Eggplant is a pesky little guy though! It will start to brown very fast. Don’t let the color bother you as it doesn’t impact the taste at all.
How to Grill the Eggplant Bruschetta Bites
The nice thing with eggplant is that it only takes a few minutes to grill. Set your grill up for 350 degrees and let it come up to temperature.
I use a GrillGrate on top of the grating as I really like how the fins provide excellent char marks on the vegetables.
Slice the eggplant into ¼” slices and coat both sides with a bit of olive oil to prevent sticking on the grill.

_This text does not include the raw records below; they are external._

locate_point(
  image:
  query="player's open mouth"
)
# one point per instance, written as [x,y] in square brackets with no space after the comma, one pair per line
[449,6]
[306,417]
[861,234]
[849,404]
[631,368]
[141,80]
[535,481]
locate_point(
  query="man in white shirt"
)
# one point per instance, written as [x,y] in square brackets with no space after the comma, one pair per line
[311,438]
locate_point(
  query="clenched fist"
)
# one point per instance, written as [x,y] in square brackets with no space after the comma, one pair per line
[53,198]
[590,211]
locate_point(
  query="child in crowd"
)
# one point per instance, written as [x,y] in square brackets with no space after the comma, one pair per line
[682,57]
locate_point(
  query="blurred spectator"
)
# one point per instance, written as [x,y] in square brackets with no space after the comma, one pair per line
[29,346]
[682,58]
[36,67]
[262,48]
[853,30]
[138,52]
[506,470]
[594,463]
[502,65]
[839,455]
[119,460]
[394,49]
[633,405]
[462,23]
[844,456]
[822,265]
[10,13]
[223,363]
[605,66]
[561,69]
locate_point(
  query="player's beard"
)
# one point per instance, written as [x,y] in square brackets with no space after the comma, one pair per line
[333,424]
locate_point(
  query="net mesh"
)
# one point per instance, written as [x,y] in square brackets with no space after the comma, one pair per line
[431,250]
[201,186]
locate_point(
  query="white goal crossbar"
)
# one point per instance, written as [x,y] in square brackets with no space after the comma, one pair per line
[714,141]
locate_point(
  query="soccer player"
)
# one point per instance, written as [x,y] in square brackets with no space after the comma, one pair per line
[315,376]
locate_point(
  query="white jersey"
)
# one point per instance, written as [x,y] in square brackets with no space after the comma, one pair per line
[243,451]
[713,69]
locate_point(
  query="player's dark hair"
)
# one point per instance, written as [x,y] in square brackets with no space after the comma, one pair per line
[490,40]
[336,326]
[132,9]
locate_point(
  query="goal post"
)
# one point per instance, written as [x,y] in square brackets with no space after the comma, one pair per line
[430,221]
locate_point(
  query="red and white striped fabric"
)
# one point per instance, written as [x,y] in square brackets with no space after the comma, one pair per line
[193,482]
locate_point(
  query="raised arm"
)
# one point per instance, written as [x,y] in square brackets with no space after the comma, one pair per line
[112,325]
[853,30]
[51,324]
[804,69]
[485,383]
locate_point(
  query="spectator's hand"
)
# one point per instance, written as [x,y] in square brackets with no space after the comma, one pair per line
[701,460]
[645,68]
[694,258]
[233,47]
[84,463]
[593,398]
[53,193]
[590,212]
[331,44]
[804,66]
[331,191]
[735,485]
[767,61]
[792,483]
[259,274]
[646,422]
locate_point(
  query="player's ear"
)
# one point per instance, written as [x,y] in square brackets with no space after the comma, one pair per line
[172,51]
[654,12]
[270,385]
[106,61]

Grill each side for 2-3 minutes and you’re done!
Adding the Bruschetta
It is time to pull out your favorite bruschetta and spread a dollop on top of each circular piece of eggplant and then a small piece of goat cheese. For this one pictured, we used a roasted red pepper bruschetta and loved it. It is so full of flavor all locked up in a bit sized pieces.
If you want to add a tad more fun to this dish, add a sprinkle of parmesan to the top!!
Another great eggplant dish we recently posted about this summer was the Eggplant Tomatoes and Goat Cheese Salad. Always feel free to substitute Feta cheese for the Goat cheese. Both are fabulous with this recipe. Super easy and can be made indoors with just a tiny bit of adjustments! Saute them in a pan on the stove top at medium high heat for 2-3 minutes each side and add tomatoes and goat cheese.
Can I make this indoors?
Absolutely! Don’t let the weather stop you from making this! Slice the eggplant just like you did for grilling. Heat up the saute pan on the stovetop to medium high. Add a little bit of olive oil and saute the slices for 2-3 minutes each side. You will notice that the eggplant will soak up the olive oil quickly and if you do more than one batch, you will have to keep adding oil as the pan will be bone dry. Place the eggplant slices on a plate and add the bruschetta just like you did after grilling! Equally delicious!!!
- 1 large eggplant sliced into 1/4-1/2 inch slices
- 4-6 tablespoons of bruschetta use your favorite from jar
- 4-6 tablespoons of crumbled goat cheese
- 2 tbs olive oil
- Heat grill to 350 degrees.
- Brush eggplant with olive oil and place on grill. Grill each side for 2-3 minutes.
- Once you take the eggplant off of the grill, dollop the jarred bruschetta over the top of eggplant and sprinkle goat cheese as a final touch.